The police attempted to talk to her but she wouldn’t listen, indicating that the Constitution of the United States guaranteed to all citizens the right to seize intoxicating materials when they were badly needed, such as in her situation. In trying to explain to Mrs. Cranston that there was no such stipulation in the Constitution, she stated that the police were obviously “very stupid.” She bragged that she had gained a college degree at the Syracuse two-year community college, and that her education could not be questioned, thereby allowing her to reiterate that the police were, in her words, “dumbbells.”
She was quoted as having said that what she was not guilty of breaking no laws, and had merely attempted to tooken was the right of every citizen under Article Two of the Bill of Rights.
When the police suggested that what she had done was clearly attempted theft, she denied the allegation, and stated that if they did not apologize, she would sue not only the police but also the town.
The police felt that they had no choice except to arrest her.
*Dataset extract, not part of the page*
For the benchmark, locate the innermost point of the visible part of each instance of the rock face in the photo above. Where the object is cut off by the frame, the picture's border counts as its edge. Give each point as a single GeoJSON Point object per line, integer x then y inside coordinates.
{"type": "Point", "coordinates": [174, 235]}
She gave quite a battle in resisting arrest, but was finally restrained with handcuffs behind her back. She is currently in the Springdale jail awaiting an appearance before a Judge Carter.
Mrs. Cranston was honored at the Range Hall earlier in the evening for winning the prestigious title of Model Wife of the Year.
Laura Cranston was elected Model Wife in the small town of Springdale in Upstate New York. She nominated by her husband. The contest was based on the basis of honesty, kindness, articulation, law-abidingness, and intelligence. She won honor, a small amount of money, a certificate, and much acclaim. On the day after the election, there were two articles in the paper. This story reports them.